Hajiumrahnews.com, Mina – Ibadah haji adalah perjalanan spiritual, namun juga menjadi ujian fisik dan mental yang luar biasa. Seperti yang dialami Rifqi Athallah (25), jemaah haji asal Indonesia yang membagikan kisah perjalanannya dari Muzdalifah ke Mina—yang penuh perjuangan, tangis, dan harapan.
Berangkat dari Arafah sekitar pukul 00.30 dini hari waktu Arab Saudi, Rifqi dan rombongan sampai di Muzdalifah untuk mengambil batu dan menunggu arahan. Namun kondisi lapangan yang penuh sesak dan minimnya informasi membuat proses menunggu menjadi penuh ketidakpastian.
“Antrean menuju bus sangat panjang dan tidak teratur. Banyak jemaah tidur-tidur ayam karena lelah. Ada yang nekat menerobos pagar, melempar tas, lalu merangkak masuk,” ungkap Rifqi.
Karena macet total dan ketiadaan transportasi, jemaah akhirnya diminta berjalan kaki menuju Mina sejauh 4 kilometer. Dalam kelelahan dan keterbatasan, Rifqi terpaksa menyeret tas rusaknya dengan membungkusnya menggunakan selimut yang ia temukan di jalan.
“Tas saya jebol, saya bungkus barang pakai selimut. Tetap saya seret. Sampai sobek karena tergesek aspal,” ceritanya dengan napas berat.
Jalanan menuju Mina dipenuhi lautan manusia dari berbagai negara—dari Afrika, Asia, dan Timur Tengah—semuanya menempuh perjalanan darat karena kendaraan tidak bisa masuk. Di tengah-tengah kerumunan, ada kursi roda terombang-ambing tanpa bantuan, dan beberapa jemaah terlihat terdorong hingga jatuh.

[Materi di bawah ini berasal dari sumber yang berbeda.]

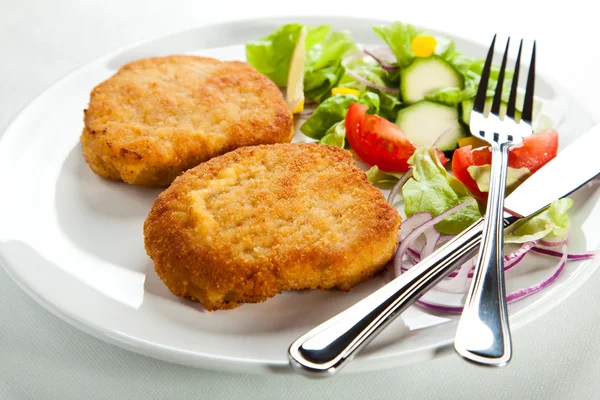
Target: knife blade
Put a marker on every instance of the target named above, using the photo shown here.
(565, 173)
(324, 350)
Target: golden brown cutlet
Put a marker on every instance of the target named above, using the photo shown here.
(157, 117)
(242, 227)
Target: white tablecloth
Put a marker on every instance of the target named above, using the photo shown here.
(41, 357)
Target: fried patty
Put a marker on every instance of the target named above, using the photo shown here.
(244, 226)
(157, 117)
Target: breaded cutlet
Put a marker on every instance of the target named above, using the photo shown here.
(242, 227)
(157, 117)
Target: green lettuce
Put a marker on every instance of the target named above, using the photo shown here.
(552, 223)
(432, 189)
(481, 175)
(366, 68)
(399, 37)
(318, 84)
(327, 114)
(389, 104)
(336, 135)
(330, 51)
(323, 68)
(333, 110)
(272, 54)
(377, 176)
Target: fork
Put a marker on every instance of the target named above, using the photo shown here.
(483, 333)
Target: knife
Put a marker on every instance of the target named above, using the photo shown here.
(324, 350)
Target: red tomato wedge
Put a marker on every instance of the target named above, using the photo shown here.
(378, 141)
(535, 151)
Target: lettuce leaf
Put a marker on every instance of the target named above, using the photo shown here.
(399, 37)
(481, 175)
(323, 69)
(333, 110)
(376, 176)
(272, 54)
(318, 84)
(551, 223)
(327, 114)
(432, 189)
(389, 104)
(336, 135)
(366, 68)
(330, 51)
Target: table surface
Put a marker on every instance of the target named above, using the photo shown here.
(41, 357)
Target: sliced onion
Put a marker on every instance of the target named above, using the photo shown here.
(398, 186)
(460, 282)
(305, 114)
(558, 243)
(570, 256)
(519, 294)
(378, 55)
(432, 237)
(363, 80)
(430, 224)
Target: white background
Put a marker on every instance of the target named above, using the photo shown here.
(41, 357)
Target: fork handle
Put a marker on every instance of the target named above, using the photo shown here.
(483, 334)
(325, 349)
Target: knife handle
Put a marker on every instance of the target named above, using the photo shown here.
(327, 348)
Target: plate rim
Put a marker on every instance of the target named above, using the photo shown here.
(246, 365)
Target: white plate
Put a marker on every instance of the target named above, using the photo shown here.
(73, 241)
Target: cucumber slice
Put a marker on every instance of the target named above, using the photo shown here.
(424, 75)
(467, 107)
(423, 123)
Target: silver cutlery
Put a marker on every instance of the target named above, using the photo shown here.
(324, 350)
(485, 313)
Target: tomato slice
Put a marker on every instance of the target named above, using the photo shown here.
(376, 140)
(535, 151)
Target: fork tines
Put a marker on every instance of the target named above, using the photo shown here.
(527, 113)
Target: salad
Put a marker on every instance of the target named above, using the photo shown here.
(403, 107)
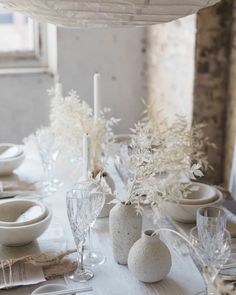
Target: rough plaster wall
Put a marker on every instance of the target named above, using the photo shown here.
(231, 109)
(118, 54)
(210, 97)
(23, 105)
(170, 67)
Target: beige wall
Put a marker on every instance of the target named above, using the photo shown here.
(170, 67)
(231, 107)
(211, 80)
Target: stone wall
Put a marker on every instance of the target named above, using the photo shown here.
(231, 106)
(170, 67)
(211, 79)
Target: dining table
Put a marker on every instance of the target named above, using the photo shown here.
(109, 278)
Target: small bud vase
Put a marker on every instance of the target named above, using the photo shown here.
(125, 229)
(108, 197)
(149, 259)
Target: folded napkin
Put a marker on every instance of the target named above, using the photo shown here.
(36, 268)
(11, 152)
(16, 185)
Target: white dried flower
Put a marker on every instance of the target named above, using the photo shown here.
(161, 157)
(71, 117)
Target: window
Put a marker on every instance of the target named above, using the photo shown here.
(22, 41)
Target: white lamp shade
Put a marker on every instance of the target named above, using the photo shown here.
(102, 13)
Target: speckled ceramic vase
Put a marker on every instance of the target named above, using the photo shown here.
(125, 230)
(109, 197)
(149, 259)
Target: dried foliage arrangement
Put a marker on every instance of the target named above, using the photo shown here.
(71, 117)
(163, 160)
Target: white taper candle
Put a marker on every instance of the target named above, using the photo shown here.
(86, 155)
(58, 90)
(97, 95)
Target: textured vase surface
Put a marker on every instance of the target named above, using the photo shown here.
(149, 259)
(125, 229)
(108, 198)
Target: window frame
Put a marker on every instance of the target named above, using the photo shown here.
(35, 59)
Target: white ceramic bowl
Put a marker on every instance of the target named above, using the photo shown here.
(10, 210)
(49, 288)
(204, 195)
(23, 235)
(187, 213)
(8, 165)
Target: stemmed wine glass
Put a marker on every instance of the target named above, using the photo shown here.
(83, 206)
(212, 242)
(211, 222)
(214, 254)
(49, 152)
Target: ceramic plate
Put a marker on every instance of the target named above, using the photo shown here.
(204, 195)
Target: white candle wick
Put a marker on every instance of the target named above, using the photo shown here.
(97, 96)
(58, 90)
(86, 155)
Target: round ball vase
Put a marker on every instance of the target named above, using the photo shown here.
(125, 229)
(108, 197)
(149, 259)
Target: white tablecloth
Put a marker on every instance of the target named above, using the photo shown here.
(111, 278)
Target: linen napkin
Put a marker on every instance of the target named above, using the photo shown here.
(33, 269)
(43, 259)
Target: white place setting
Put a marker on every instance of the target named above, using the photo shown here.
(85, 211)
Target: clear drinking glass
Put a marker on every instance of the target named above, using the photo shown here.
(92, 257)
(49, 153)
(214, 253)
(83, 206)
(211, 222)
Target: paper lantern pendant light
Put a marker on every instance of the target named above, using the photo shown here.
(110, 13)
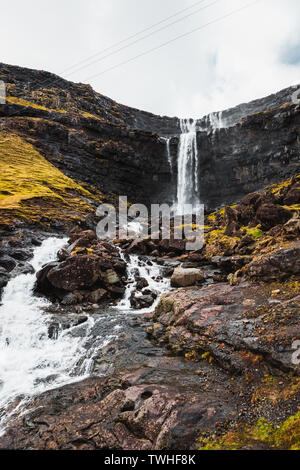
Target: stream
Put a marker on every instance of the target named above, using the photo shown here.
(31, 360)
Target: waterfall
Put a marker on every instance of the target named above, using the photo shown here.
(152, 272)
(169, 154)
(216, 121)
(187, 183)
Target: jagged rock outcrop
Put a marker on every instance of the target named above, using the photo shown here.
(120, 150)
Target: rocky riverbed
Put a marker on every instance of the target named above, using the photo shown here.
(211, 367)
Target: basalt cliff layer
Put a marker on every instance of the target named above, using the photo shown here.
(214, 364)
(113, 149)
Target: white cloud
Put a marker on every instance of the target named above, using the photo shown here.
(229, 62)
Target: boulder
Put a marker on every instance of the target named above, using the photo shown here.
(110, 277)
(270, 215)
(96, 296)
(279, 265)
(172, 245)
(7, 262)
(230, 263)
(186, 277)
(292, 197)
(77, 272)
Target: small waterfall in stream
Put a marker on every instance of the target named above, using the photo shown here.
(169, 154)
(30, 361)
(146, 269)
(188, 182)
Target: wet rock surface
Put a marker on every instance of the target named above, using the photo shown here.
(88, 271)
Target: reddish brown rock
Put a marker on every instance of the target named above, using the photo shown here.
(270, 215)
(239, 326)
(77, 272)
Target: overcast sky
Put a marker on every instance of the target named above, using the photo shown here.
(245, 56)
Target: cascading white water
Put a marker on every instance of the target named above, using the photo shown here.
(187, 184)
(150, 272)
(216, 121)
(30, 361)
(169, 154)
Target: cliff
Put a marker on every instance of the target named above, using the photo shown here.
(112, 149)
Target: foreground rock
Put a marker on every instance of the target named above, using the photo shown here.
(244, 327)
(186, 277)
(88, 270)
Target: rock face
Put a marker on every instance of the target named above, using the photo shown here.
(121, 150)
(236, 326)
(88, 271)
(186, 277)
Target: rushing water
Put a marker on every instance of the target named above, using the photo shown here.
(150, 272)
(187, 184)
(168, 139)
(30, 361)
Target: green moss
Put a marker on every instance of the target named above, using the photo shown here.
(32, 188)
(285, 436)
(255, 232)
(30, 104)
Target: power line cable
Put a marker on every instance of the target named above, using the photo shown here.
(171, 41)
(131, 37)
(143, 37)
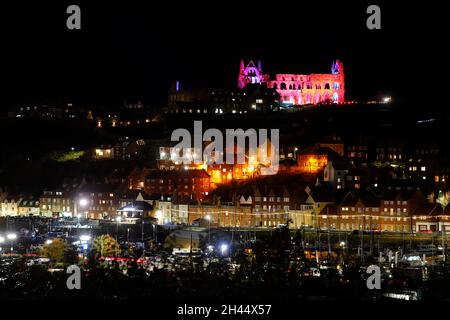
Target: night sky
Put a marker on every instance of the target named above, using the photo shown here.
(133, 50)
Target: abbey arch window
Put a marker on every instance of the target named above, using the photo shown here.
(335, 97)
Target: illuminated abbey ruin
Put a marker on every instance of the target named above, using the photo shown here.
(298, 89)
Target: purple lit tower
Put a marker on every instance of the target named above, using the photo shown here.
(250, 74)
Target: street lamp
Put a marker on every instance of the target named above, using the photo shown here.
(208, 217)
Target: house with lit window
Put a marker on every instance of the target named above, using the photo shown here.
(10, 206)
(56, 203)
(28, 207)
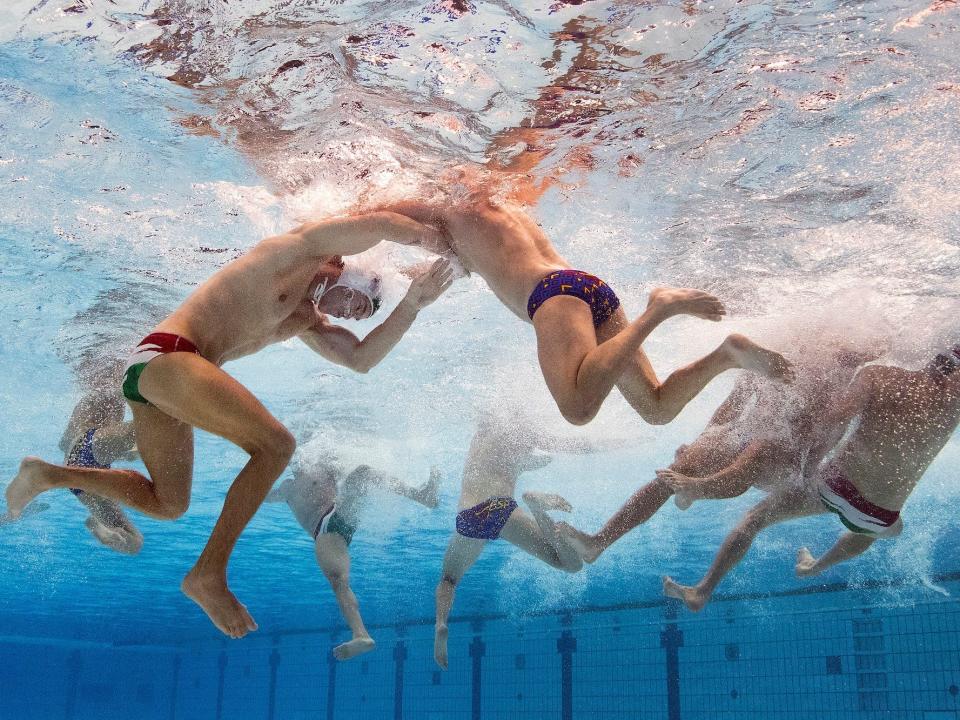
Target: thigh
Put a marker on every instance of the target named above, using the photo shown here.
(522, 530)
(639, 374)
(333, 556)
(565, 336)
(166, 447)
(198, 393)
(785, 505)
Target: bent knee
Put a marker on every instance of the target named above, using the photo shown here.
(172, 508)
(657, 414)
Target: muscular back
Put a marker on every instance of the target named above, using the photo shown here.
(251, 302)
(906, 419)
(499, 242)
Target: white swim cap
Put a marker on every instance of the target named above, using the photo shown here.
(366, 282)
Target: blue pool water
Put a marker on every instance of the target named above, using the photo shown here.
(801, 160)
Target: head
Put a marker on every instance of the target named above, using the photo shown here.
(355, 294)
(947, 362)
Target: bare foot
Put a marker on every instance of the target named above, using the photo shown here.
(29, 482)
(806, 564)
(587, 545)
(429, 492)
(685, 489)
(686, 301)
(547, 501)
(692, 598)
(750, 356)
(440, 646)
(357, 646)
(221, 606)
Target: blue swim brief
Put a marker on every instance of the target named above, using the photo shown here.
(81, 455)
(485, 521)
(601, 298)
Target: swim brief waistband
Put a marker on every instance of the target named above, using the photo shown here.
(152, 346)
(81, 455)
(485, 520)
(601, 298)
(858, 514)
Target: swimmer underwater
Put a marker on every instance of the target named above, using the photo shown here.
(585, 343)
(284, 287)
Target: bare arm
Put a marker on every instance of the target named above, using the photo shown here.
(461, 554)
(344, 348)
(114, 442)
(352, 235)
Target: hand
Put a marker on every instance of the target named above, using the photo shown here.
(429, 285)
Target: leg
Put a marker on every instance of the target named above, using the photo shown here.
(769, 511)
(658, 403)
(581, 366)
(167, 451)
(848, 546)
(461, 554)
(200, 394)
(638, 509)
(524, 532)
(333, 557)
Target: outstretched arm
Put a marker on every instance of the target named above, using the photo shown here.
(341, 346)
(354, 234)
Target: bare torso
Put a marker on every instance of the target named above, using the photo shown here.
(494, 463)
(254, 301)
(907, 419)
(504, 246)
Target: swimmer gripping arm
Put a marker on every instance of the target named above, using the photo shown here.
(352, 235)
(837, 418)
(732, 408)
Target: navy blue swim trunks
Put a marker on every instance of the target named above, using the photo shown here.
(485, 520)
(81, 455)
(601, 298)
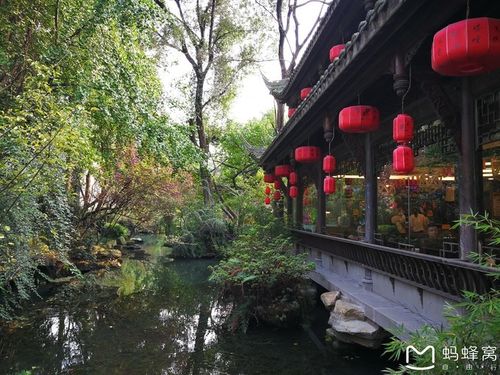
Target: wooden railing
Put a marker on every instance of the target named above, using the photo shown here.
(447, 277)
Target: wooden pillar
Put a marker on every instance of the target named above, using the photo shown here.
(370, 191)
(289, 206)
(298, 213)
(469, 172)
(321, 222)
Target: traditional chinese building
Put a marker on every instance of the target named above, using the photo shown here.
(380, 223)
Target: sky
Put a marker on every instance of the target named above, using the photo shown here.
(253, 98)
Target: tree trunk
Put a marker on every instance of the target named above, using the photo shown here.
(202, 143)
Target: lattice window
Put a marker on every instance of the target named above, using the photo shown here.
(488, 117)
(350, 166)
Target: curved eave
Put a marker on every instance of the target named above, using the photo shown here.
(367, 56)
(339, 15)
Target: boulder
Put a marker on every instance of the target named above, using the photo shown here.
(348, 311)
(360, 328)
(353, 339)
(329, 299)
(121, 241)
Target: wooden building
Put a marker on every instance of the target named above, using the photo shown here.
(393, 233)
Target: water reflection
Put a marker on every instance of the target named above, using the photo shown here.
(172, 326)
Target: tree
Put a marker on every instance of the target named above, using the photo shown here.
(290, 44)
(215, 38)
(77, 87)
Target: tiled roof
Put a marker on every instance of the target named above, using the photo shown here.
(358, 40)
(283, 90)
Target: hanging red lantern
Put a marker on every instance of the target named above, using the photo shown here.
(348, 191)
(329, 164)
(305, 92)
(467, 48)
(307, 154)
(359, 119)
(402, 128)
(329, 185)
(403, 160)
(269, 178)
(282, 170)
(335, 51)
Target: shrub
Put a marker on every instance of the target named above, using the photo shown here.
(262, 276)
(204, 233)
(115, 230)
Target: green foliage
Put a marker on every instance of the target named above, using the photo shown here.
(487, 226)
(203, 232)
(262, 276)
(134, 277)
(261, 258)
(115, 230)
(78, 85)
(473, 322)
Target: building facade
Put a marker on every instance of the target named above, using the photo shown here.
(388, 238)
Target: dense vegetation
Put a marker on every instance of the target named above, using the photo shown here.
(89, 152)
(83, 136)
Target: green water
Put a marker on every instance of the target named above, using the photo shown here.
(165, 320)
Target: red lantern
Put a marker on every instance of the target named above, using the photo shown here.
(282, 170)
(269, 178)
(305, 92)
(402, 128)
(307, 154)
(329, 185)
(359, 119)
(348, 191)
(335, 51)
(329, 164)
(402, 159)
(468, 47)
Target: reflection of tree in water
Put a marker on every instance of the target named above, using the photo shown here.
(172, 327)
(164, 327)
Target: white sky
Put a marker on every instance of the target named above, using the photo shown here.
(253, 98)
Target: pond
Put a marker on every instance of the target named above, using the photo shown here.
(165, 319)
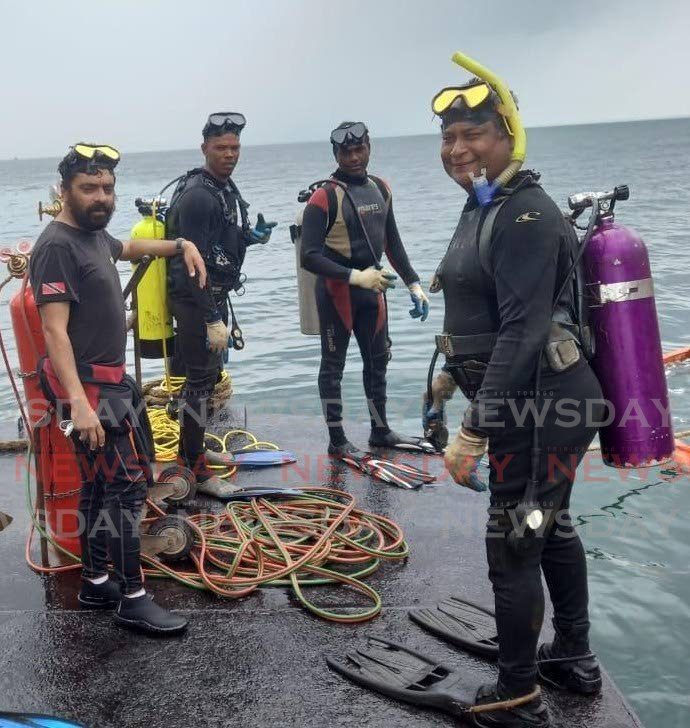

“Pos air minum memang ada dan sangat membantu. Tapi tetap saja fisik kami terkuras habis. Semua sedang berusaha bertahan masing-masing,” tuturnya.
Tenda Penuh, Lansia Terlantar
Namun setibanya di Mina, Rifqi dan rombongannya justru menghadapi kenyataan lain yang menyayat hati. Tenda-tenda penuh. Banyak lansia dan perempuan yang tidak mendapat tempat beristirahat.
“Terpaksa keruntelan, dua kasur untuk tiga orang. Bahkan tenda perempuan bercampur dengan laki-laki,” katanya prihatin. Menurutnya, pengaturan tenda di Mina jauh dari rapi dibanding di Arafah, meskipun mereka sudah sesuai kloter.
Distribusi makanan pun mengalami kendala. “Yang nggak kebagian tenda, nggak kebagian makan. Sistem distribusinya berdasarkan jumlah dalam tenda,” tambah Rifqi.
Meski begitu, ia mengapresiasi adanya perbaikan dalam penyediaan konsumsi. Namun ia menegaskan bahwa transportasi dan akomodasi adalah masalah utama yang perlu dievaluasi.
Perlu Evaluasi Serius
“Apa yang kami alami pasti dirasakan ribuan jemaah lain. Haji ini ibadah suci, sakral. Tapi kami merasa tidak mendapat informasi utuh. Banyak yang hanya bisa menebak-nebak kapan bus datang atau harus ke mana. Kami sudah lelah, tapi tetap harus lempar jumrah sore harinya,” ucap Rifqi.
Sementara itu, anggota Timwas Haji DPR RI, Selly Andriany Gantina, menambahkan bahwa penyebab utama kepadatan di Mina adalah pembatalan program tanazul oleh otoritas Arab Saudi untuk sekitar 37 ribu jemaah.
Padahal, program tersebut diperuntukkan bagi lansia dan jemaah risiko tinggi agar bisa lebih dulu kembali ke Mekkah. Ketika program itu batal, kepadatan tidak bisa dihindari. Banyak lansia harus berebut tenda dengan jemaah reguler lainnya.
“Tim kesehatan harus siaga. Banyak jemaah kelelahan setelah berjalan dari Muzdalifah dan tidak mendapatkan tempat istirahat layak,” kata Selly.
Ia juga menegaskan bahwa layanan dasar—seperti tenda, makan, dan kesehatan—harus tetap disediakan secara adil bagi semua jemaah, meskipun terjadi gangguan teknis atau pembatalan kebijakan.